Last summer, after years of dealing with PTSD and the suicide of their son, Leona and her husband divorced. In November, after months of talking through their future and what they want and need from each other, he proposed again.

When you meet someone in Short Creek, the first and most important question asked concerns your last name: In a community that closed, for that long, it's like a passport. If you don't have one of the dozen or so last names from the area, there's a natural wariness. Even though the God Squad is gone, Short Creek can still feel like a fishbowl. Everyone knows your business and your family's business, and is guarded against the business of anyone who's come from outside, including the Mormon Church, evangelical pastors, and nonprofit assistance groups.

"Over the years, the energy here was so heavy and disruptive. You could feel it the second you drove in," Elissa Wall told me. "You could tell something wasn't right. I used to get panic attacks as soon as I'd see those red cliffs. But it's changing."

Everyone I spoke to struggled, in one way or another, with coming back to Short Creek. But few have had homecomings quite like Elissa's. When she was 14, Rulon Jeffs orchestrated her marriage to her 19-year-old cousin, who sexually and psychologically abused her.
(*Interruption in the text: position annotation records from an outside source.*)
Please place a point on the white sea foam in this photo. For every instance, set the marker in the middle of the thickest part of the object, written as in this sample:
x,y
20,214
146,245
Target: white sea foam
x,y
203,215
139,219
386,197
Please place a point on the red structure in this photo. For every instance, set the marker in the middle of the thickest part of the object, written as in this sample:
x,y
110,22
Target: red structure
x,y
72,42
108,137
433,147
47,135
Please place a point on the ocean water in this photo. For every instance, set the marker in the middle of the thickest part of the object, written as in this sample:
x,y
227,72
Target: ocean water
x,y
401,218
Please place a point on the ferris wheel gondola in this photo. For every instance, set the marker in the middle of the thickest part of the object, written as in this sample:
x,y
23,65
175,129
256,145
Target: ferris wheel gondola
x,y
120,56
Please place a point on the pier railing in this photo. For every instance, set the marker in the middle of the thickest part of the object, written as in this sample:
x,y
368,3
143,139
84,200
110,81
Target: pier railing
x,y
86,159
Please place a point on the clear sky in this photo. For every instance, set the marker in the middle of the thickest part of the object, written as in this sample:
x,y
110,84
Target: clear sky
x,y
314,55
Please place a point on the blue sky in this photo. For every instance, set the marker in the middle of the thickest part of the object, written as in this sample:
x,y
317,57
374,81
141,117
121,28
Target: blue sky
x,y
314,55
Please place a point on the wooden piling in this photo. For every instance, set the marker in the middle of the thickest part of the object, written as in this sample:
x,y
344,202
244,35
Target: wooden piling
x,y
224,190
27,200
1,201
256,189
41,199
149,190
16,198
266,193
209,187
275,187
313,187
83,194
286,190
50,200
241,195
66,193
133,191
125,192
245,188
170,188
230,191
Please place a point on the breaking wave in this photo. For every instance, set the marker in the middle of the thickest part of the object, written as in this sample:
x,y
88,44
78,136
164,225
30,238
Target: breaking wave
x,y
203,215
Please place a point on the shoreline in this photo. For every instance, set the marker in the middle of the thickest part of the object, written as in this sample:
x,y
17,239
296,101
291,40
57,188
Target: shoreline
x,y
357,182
She had five miscarriages and gave birth to a stillborn baby before developing a relationship with an ex-FLDS member named Lamont Barlow. When that relationship was discovered, Elissa's marriage was annulled, and she left the FLDS, married Barlow, and eventually gave birth to two children.
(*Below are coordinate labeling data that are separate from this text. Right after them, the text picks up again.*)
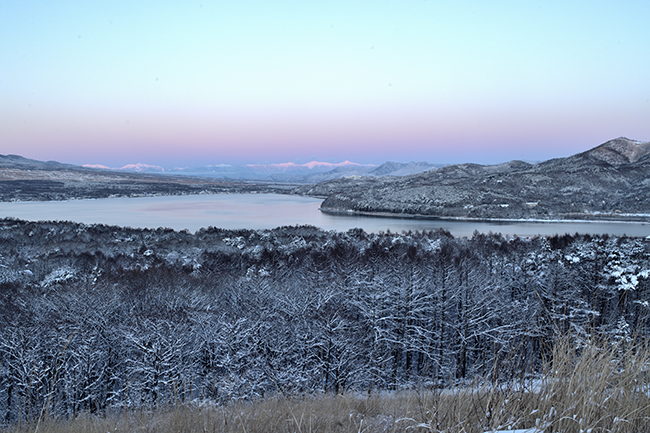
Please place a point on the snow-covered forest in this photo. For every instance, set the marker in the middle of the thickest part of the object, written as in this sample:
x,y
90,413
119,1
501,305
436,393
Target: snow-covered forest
x,y
97,318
In 2006, the state of Utah pressed charges against Warren Jeffs as an accomplice to rape; when he was captured a year later, Wall testified against him. Jeffs was sentenced to 10 years, but the conviction was overturned by the Utah Supreme Court in 2010 due to "improper instructions" given to the jury. The state declined to reprosecute, in part because Jeffs's defense alleged that Wall had asked the midwife who cared for her during her miscarriages to recreate records of their conversations. What's more, Jeffs was about to be extradited to Texas, where he would be eventually sentenced to life in prison plus 20 years.

After she left the FLDS, Wall became the most prominent face of the ex-FLDS. Her book, Stolen Innocence, was a best-seller, leading her to appearances on Oprah and in People magazine. With her brother, she started a clothing and tutu company for children. She went to a lot of therapy. She worked with organizations like Holding Out Hands, which works with those who've fled the FLDS and other religious sects in Utah.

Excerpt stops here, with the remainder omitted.